The Artist Date is a dream-child of Julia Cameron. We’ve discussed her book, The Artist’s Way, and highly recommend both the book and the weekly date. It can be life-changing. It can open your creativity like nothing else. This week, we’re dipping and turning in the clouds!
I love to fly, any kind of flying, so it wouldn’t come as a shock to anyone who knows me well that I would jump at a chance to go up in a jet fighter doing dog fighting maneuvers at an air show.
Now while admitting to having a need for speed and a daredevil’s temperament I should also admit that I probably have the worse tendency toward motion sickness known to man. There is even a joke in my family that as a kid I would get car sick in parked cars. But was I going to let that stop me? Absolutely not.
A handful of Dramamine later and with absolute determination I was not going to embarrass myself by acting like a screaming girl, I slid into the cockpit of the LTV A-7 Corsair II Trainer. The theme from the movie Top Gun started playing in my head. Mike—call sign “Jellyfish”—slid into the seat behind me. He would be doing all the real work on this hop; after all it was his plane. Though when he found out I had flight experience he sort of cocked his head and got that look in his eye that said I might be allowed to touch the stick if I didn’t scream too much.
We were towed out to the flight line to wait our turn to taxi for take off. While we were waiting, Mike tested my procedural knowledge by having me talk to the tower.

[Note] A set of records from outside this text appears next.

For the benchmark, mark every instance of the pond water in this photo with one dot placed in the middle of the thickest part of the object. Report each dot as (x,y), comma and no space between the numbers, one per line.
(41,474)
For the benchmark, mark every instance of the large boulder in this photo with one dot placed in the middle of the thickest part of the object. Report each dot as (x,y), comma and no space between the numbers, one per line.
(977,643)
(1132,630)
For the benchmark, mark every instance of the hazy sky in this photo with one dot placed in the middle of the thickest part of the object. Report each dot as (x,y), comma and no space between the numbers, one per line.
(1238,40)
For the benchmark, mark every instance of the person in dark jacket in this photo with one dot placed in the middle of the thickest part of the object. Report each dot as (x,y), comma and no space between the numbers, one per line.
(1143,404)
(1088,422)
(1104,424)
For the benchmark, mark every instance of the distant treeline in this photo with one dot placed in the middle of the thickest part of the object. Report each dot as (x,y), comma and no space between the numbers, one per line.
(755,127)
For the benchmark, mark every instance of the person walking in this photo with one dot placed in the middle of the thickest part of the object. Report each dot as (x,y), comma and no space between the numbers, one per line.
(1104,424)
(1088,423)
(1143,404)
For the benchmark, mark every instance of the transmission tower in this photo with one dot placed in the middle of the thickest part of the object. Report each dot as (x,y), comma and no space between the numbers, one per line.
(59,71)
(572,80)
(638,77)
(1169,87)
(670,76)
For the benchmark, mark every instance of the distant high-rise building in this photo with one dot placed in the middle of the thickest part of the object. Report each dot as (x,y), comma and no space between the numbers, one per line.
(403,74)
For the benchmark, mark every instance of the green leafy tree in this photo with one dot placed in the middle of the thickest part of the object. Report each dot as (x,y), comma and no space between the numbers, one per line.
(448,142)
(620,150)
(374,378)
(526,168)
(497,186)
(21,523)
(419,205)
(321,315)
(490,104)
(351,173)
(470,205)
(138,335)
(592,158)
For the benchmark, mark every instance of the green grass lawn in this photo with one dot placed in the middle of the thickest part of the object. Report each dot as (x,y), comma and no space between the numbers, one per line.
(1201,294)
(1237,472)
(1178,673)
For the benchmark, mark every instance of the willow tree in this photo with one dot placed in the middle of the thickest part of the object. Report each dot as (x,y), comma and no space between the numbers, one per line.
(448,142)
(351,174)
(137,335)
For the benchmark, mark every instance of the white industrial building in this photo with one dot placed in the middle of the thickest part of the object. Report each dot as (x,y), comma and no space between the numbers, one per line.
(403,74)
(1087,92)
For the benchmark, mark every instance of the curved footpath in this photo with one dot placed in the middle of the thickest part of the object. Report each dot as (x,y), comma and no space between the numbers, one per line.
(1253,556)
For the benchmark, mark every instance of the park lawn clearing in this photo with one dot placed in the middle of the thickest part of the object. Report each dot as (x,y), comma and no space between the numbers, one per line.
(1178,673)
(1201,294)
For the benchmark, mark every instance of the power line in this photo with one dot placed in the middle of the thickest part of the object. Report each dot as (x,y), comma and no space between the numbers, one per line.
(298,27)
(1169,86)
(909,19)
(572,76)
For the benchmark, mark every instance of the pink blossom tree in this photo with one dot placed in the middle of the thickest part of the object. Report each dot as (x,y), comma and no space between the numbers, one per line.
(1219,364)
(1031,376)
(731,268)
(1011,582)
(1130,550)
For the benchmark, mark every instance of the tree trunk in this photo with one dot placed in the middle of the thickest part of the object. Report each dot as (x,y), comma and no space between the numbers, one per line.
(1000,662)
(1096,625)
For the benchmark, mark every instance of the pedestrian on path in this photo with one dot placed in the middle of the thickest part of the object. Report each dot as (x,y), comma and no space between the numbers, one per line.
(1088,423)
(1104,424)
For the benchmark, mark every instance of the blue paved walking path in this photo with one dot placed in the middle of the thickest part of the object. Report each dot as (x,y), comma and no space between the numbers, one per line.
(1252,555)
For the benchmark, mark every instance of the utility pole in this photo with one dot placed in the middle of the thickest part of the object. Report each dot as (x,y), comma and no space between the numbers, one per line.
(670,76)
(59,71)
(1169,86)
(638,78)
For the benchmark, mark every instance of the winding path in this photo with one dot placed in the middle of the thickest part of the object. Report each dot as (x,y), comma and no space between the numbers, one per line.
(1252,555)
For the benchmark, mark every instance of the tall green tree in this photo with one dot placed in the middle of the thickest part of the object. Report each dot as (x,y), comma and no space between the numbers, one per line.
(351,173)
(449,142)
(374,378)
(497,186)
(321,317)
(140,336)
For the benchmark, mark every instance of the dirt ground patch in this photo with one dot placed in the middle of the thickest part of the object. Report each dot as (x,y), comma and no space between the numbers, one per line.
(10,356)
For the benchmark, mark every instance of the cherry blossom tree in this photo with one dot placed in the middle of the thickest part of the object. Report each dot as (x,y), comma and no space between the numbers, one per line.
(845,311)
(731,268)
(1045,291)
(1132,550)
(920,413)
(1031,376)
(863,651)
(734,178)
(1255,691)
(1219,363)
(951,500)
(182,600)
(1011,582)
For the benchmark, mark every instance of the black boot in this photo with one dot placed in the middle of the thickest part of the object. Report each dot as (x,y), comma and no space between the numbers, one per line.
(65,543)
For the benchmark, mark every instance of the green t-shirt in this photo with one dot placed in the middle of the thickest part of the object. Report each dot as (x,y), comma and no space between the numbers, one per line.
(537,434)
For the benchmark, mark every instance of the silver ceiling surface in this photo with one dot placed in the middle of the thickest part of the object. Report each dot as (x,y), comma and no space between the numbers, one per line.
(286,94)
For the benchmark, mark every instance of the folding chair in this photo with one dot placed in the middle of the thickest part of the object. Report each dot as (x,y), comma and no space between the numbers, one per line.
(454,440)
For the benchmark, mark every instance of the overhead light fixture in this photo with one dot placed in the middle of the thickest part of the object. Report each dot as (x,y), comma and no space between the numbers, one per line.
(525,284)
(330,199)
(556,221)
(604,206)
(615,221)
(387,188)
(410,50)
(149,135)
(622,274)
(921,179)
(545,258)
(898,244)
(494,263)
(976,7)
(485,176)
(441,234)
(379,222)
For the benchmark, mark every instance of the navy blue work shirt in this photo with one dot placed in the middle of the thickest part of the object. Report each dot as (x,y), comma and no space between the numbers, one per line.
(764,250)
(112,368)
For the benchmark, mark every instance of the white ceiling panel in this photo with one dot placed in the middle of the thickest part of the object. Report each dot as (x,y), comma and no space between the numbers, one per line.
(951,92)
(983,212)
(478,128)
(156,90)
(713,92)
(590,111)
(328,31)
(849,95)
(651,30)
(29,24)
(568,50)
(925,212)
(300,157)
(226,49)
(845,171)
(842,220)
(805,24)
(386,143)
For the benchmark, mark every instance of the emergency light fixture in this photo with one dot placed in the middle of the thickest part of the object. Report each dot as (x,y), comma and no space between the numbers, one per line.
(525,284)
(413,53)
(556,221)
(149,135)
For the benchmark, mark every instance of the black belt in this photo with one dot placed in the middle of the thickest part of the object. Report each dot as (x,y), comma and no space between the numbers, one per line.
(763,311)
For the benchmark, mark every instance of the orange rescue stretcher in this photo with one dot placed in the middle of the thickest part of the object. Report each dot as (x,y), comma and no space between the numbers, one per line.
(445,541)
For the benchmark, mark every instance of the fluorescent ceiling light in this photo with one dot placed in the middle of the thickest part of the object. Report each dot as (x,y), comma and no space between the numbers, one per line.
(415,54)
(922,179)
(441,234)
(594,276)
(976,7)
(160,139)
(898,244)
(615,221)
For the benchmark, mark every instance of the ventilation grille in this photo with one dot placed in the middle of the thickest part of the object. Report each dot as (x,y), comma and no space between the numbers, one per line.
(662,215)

I hadn’t forgotten my pilot alphabet, though I found the panels in the Corsair II a lot more complicated than any plane I had ever flown. Where was the altimeter again?
Before long we were up for take off. Take-offs and landings are the most difficult parts of flying, so this was all Mike. If you have ever sat in a commercial jet during take-off you, know what it feels like to be pushed back in your seat as the plane climbs, now imagine what it feels like when you are in the sports car category of planes. As I was slammed back into my seat the thought crossed my mind that there wasn’t enough Dramamine on the planet for this.
I barely had time to think much during the next minutes. Actually, time had no meaning. I was caught up in being weightless for microseconds at the peak of parabolic arches and pitched to my left or right as the plane pitched over toward one side then the other. I was either staring up at endless blue sky or watching the ground rushing up to greet me. I don’t think I ever did scream, but I know I was laughing and whooping as one does on an amusement ride.
In the end I did get to touch the stick for a while as we brought the plane in for approach to land and I realized I had totally forgotten to be airsick.